Matérialisme versus idéalisme
C’est là sa proposition. Plutôt que de dire « Il n’y a que la réalité physique (matérialisme, science) » ou « Il n’y a que la réalité spirituelle (idéalisme, liberté) », nous pouvons concevoir que les deux réalités, science et liberté, « s’entremêlent », car elles sont toutes deux premières ontologiquement.
Esfeld part de la distinction effectuée par le philosophe américain Wilfrid Sellars entre l’image scientifique du monde et l’image manifeste du monde.
L’image scientifique est descriptive mais incomplète. Car, même si l’on admet que l’image scientifique dit la vérité sur le monde, cette image fait « abstraction des traits qui caractérisent les personnes. (…) [Or] toute théorie scientifique présuppose la liberté de personnes humaines dans la formation des concepts, la construction et la justification des théories ».
L’image manifeste, elle, place l’homme au centre, l’homme qui « crée de la signification et donc des règles pour la pensée et l’action ». Et donc aussi des règles pour définir ce qui est cognitivement acceptable ou non. Elle est donc préalable à l’image scientifique du monde.
Deux visions également « primitives »
Les deux manières de se représenter l'homme dans le monde sont fondamentales, « primitives ». Elles ont toutes les deux caractère d’« ontologie » (ce qui est). Aucune ne peut prévaloir sur l’autre. Elles sont chacune indispensables à l’élaboration de toute vision du monde et sont finalement complémentaires. Et elles sont chacune antérieures l’une par rapport à l’autre. Ce qui fait de l’homme un producteur de sens parfaitement libre à l’œuvre dans un cadre complètement déterministe. C'est du moins la conclusion que je m'autorise à formuler à la lecture du livre.
Par ailleurs, le biais employé par le scientisme pour refuser la moindre liberté à l’homme est, dans ce contexte, un « paralogisme naturaliste » : il tente abusivement de déduire des normes à partir des faits.

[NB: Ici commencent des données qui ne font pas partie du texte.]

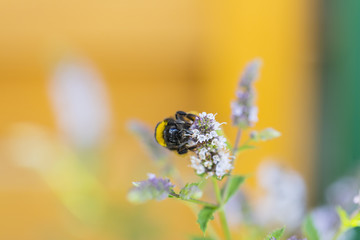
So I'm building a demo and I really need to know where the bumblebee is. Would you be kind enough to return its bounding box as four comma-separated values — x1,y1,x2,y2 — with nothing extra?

D'évidence, il est impossible de décrire des faits sans avoir des normes de construction de ces faits. Ces règles et ces normes « établies dans ces pratiques ne sont déterminées par rien de physique. Elles ne surviennent pas au physique et ne sont pas impliquées par la description physique du monde ».
Paralogisme naturaliste
Autrement dit, par elle-même, l’observation de la nature est impuissante à formuler ces normes : elles ne se trouvent pas objectivement devant nous en tant que faits. Il faut les construire et, pour ce faire, définir des concepts et mener des opérations intellectuelles. La science qui se prétendrait complète, qui affirmerait décrire complètement le monde sans avoir besoin de la liberté pour ce faire, commettrait une faute de logique et se discréditerait.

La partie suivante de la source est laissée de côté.